Last updated：2024-02-19 14:54

Product Introduction

Digital Human, a Platform as a Service (PaaS) service based on AI capabilities, provides cloud APIs for developers to generate video files or streams in various scenarios such as short video production and live streaming.

To create and publish a live stream, use this service in combination with

Video Call.

Benefits

Fast integration

Developers can call server APIs to quickly implement features without the need for server deployment and O&M. This significantly reduces development costs and facilitates product launch.

Diverse configurations

A diversity of parameters can be configured in APIs, including format, resolution, timbre, and image, to flexibly meet the requirements of various scenarios.

Flexible content creation

Video files generated in asynchronous mode and real-time audio and video streams are supported for short video or live streaming scenarios.

Application Scenarios

Scenario	Description
Short video production	The server APIs provided by this service contain configurations such as background, image, and timbre, which are required for the generation of short videos. Different video formats and resolutions are available.

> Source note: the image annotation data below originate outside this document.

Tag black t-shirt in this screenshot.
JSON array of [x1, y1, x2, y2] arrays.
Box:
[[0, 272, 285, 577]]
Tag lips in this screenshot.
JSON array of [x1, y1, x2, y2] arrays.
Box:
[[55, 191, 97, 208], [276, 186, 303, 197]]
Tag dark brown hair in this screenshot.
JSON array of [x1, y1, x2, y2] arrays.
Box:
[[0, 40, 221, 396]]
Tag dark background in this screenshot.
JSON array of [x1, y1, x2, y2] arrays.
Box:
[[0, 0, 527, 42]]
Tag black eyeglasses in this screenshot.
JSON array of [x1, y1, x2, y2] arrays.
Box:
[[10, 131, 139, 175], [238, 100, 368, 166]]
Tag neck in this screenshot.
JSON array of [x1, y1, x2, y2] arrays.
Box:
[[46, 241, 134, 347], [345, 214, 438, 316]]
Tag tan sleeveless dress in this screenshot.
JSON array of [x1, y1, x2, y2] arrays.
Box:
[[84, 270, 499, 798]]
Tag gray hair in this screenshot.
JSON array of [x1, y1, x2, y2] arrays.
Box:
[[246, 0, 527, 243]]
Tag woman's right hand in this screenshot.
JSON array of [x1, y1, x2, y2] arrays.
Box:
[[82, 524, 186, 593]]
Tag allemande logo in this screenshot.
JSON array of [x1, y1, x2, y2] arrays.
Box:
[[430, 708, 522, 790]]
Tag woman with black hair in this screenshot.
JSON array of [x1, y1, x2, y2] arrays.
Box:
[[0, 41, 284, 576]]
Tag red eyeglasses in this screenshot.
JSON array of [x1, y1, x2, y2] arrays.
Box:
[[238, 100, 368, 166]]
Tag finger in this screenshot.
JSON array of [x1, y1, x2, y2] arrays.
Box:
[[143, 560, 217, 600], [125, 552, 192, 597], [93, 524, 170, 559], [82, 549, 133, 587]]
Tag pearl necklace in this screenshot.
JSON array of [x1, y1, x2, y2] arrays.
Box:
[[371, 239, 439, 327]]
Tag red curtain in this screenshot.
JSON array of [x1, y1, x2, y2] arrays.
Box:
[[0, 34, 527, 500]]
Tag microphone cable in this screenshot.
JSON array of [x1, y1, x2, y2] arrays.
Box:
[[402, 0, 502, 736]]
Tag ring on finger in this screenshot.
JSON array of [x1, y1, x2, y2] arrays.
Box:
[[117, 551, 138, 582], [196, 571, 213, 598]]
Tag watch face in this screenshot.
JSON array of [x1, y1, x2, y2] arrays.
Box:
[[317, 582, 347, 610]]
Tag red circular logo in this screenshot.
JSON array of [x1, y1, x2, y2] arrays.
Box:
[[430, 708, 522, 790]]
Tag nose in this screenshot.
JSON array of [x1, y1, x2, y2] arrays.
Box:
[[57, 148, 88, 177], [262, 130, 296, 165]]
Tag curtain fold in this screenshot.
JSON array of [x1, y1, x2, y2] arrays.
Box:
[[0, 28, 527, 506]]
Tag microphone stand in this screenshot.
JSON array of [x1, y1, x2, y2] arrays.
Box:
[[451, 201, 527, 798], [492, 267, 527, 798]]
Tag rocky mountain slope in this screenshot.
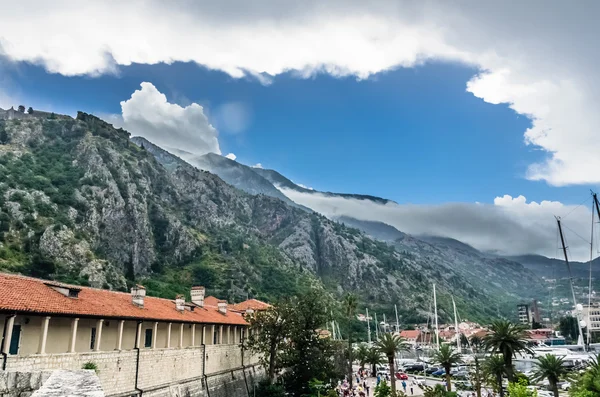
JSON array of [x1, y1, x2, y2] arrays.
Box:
[[0, 113, 531, 321]]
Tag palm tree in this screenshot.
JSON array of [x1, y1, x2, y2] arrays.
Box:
[[483, 354, 506, 397], [469, 335, 483, 352], [344, 293, 358, 389], [355, 343, 369, 371], [459, 334, 469, 348], [377, 333, 404, 395], [483, 320, 532, 382], [573, 354, 600, 396], [433, 344, 462, 391], [366, 347, 383, 376], [533, 354, 569, 397]]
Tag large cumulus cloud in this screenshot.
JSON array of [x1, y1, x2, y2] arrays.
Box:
[[279, 187, 598, 261], [0, 0, 600, 185], [117, 82, 221, 155]]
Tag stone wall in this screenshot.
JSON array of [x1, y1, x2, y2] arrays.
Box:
[[0, 371, 52, 397], [0, 345, 264, 397]]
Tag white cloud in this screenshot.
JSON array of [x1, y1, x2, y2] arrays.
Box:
[[212, 102, 251, 134], [0, 0, 600, 185], [119, 82, 221, 155], [279, 187, 591, 261]]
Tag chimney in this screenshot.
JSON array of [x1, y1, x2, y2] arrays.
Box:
[[191, 287, 206, 307], [131, 285, 146, 307], [175, 294, 185, 312]]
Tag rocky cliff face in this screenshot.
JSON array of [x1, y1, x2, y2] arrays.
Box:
[[0, 113, 540, 318]]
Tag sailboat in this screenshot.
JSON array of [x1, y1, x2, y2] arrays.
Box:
[[556, 192, 600, 350]]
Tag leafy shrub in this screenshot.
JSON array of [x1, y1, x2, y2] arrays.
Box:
[[81, 361, 98, 372]]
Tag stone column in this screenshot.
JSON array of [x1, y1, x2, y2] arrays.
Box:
[[152, 321, 158, 349], [116, 320, 125, 350], [38, 316, 50, 354], [2, 316, 15, 354], [94, 319, 104, 352], [167, 323, 172, 348], [134, 321, 143, 349], [179, 323, 184, 349], [68, 318, 79, 353]]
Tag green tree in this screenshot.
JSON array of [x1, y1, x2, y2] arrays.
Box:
[[376, 333, 404, 394], [469, 335, 483, 352], [247, 301, 292, 383], [460, 334, 469, 348], [533, 354, 569, 397], [508, 379, 537, 397], [355, 343, 369, 371], [281, 289, 343, 397], [344, 293, 358, 388], [367, 347, 384, 376], [433, 344, 462, 391], [558, 316, 579, 341], [483, 354, 506, 397], [483, 320, 531, 382], [0, 125, 8, 145], [569, 354, 600, 397]]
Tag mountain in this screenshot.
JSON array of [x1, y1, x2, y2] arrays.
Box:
[[131, 137, 304, 208], [507, 255, 600, 279], [418, 235, 488, 256], [0, 113, 536, 322], [254, 168, 393, 204], [334, 216, 405, 242]]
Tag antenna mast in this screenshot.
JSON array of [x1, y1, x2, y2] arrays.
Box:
[[367, 308, 371, 347], [556, 217, 583, 345], [433, 284, 440, 350]]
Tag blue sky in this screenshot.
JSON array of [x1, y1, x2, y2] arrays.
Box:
[[0, 0, 600, 259], [2, 62, 587, 204]]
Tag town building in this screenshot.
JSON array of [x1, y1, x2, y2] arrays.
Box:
[[517, 304, 531, 324], [581, 303, 600, 332], [0, 273, 268, 396]]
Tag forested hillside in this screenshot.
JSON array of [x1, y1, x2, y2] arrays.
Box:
[[0, 113, 534, 321]]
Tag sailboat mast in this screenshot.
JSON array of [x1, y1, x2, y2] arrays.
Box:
[[556, 217, 583, 345], [433, 284, 440, 350], [367, 308, 371, 347], [586, 192, 598, 346], [452, 297, 460, 353], [383, 313, 387, 333]]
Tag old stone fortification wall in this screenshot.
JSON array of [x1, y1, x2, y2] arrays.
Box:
[[0, 345, 264, 397], [0, 371, 52, 397]]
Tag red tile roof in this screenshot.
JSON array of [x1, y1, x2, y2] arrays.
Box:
[[231, 299, 271, 312], [400, 330, 421, 339], [0, 273, 247, 325]]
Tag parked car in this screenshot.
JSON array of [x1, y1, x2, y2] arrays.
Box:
[[451, 371, 469, 379], [425, 367, 443, 375], [404, 364, 425, 373]]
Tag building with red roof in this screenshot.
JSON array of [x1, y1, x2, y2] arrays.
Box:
[[0, 273, 251, 356]]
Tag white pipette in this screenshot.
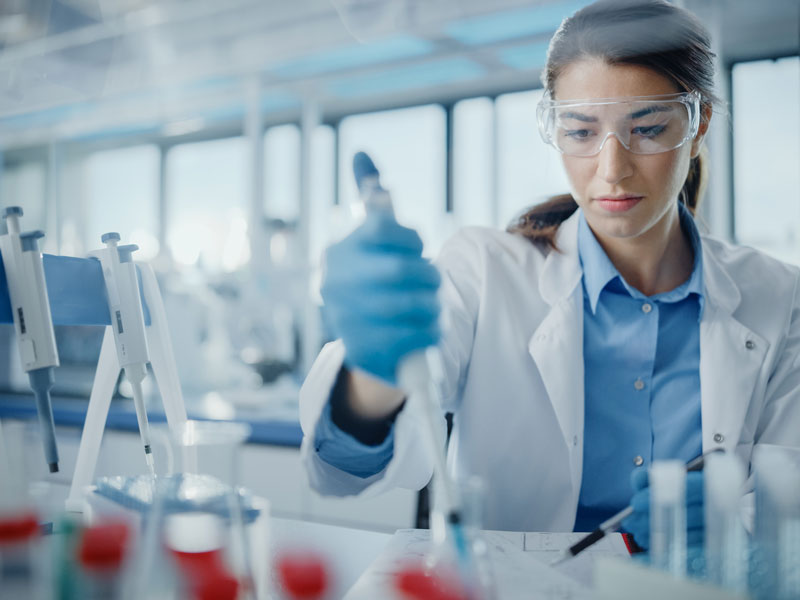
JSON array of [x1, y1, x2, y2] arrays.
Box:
[[0, 206, 59, 473], [353, 152, 471, 583], [90, 232, 155, 476]]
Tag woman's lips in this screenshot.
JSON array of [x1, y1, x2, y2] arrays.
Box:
[[594, 196, 644, 212]]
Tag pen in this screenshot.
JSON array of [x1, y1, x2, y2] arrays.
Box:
[[550, 448, 723, 567]]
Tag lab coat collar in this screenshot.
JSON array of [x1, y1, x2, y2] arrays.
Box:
[[578, 202, 705, 321], [539, 209, 582, 306], [702, 237, 742, 315]]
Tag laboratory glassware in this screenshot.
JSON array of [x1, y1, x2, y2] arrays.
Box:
[[750, 444, 800, 600], [704, 454, 749, 593], [649, 460, 686, 578], [131, 420, 260, 600]]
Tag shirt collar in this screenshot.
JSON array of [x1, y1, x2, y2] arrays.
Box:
[[578, 202, 704, 319]]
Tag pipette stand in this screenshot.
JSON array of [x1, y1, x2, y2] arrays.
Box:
[[66, 263, 191, 513]]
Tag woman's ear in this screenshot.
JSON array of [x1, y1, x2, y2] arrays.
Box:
[[692, 104, 713, 158]]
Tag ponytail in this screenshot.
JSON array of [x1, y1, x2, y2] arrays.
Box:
[[678, 145, 708, 216], [507, 194, 578, 250], [507, 146, 708, 250]]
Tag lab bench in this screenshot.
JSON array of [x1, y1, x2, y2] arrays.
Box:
[[0, 393, 417, 532]]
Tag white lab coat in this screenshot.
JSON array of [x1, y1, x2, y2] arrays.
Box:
[[300, 213, 800, 531]]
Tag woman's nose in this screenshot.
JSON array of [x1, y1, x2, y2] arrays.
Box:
[[597, 132, 633, 183]]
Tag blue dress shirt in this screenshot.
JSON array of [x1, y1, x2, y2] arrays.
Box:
[[314, 207, 703, 531], [575, 205, 703, 531]]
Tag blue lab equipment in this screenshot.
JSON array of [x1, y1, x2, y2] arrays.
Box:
[[0, 206, 59, 473]]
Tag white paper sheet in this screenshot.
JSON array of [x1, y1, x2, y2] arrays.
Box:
[[345, 529, 627, 600]]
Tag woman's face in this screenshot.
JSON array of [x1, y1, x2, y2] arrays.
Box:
[[555, 59, 705, 241]]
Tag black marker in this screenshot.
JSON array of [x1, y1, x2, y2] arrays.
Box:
[[550, 448, 723, 567]]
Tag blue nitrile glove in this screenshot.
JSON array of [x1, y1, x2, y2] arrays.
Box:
[[321, 211, 441, 385], [622, 469, 705, 550]]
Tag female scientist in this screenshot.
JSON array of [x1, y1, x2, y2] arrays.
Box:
[[300, 0, 800, 547]]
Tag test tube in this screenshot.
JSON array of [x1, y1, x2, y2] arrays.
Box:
[[704, 454, 748, 593], [751, 444, 800, 600], [649, 460, 686, 578]]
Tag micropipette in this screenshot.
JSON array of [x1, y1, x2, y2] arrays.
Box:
[[353, 152, 471, 583], [90, 232, 155, 476], [0, 206, 59, 473]]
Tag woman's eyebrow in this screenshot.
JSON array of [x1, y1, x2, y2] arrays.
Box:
[[628, 104, 674, 119], [559, 112, 597, 123]]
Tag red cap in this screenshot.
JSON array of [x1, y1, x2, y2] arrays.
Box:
[[78, 521, 130, 570], [192, 571, 239, 600], [394, 567, 467, 600], [0, 512, 39, 544], [276, 552, 328, 600]]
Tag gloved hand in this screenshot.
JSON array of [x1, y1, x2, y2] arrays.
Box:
[[622, 469, 705, 550], [321, 211, 441, 385]]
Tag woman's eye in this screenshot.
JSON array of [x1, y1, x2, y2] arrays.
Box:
[[631, 125, 667, 138], [564, 129, 594, 140]]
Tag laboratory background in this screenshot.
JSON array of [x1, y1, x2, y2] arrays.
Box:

Asynchronous generation of video files is also supported.
Live streaming	Developers can call server APIs to create a video stream task, use text or audio to drive the Digital Human model, and then publish the real-time video stream to the Real-time Audio and Video service provided by ZEGOCLOUD. The stream can be played on a client to display the streaming content.
Interaction	Developers can call server APIs to create a video stream task and, after obtaining end-users’ questions, use text or audio to drive the Digital Human model to generate replies. Then, publish the real-time video stream to Real-time Audio and Video so that the stream can be played on a client to display the replies of the Digital Human model.

Features

Feature	Description
Digital Human asset query	Developers can call server APIs to query the information about available public and customized Digital Human models, such as their image and timbre.
Video production in asynchronous mode or in real time	Both the generation of video files and the generation of real-time audio or video streams are supported.
Different streaming media formats and resolutions	Supported encapsulation formats are MP4 and WebM (with alpha channels supported). Supported video resolutions are 1080P and 2K.
Speech synthesis	Text-to-speech and SSML are supported.
Large language model	The large language model can generate replies based on the questions asked.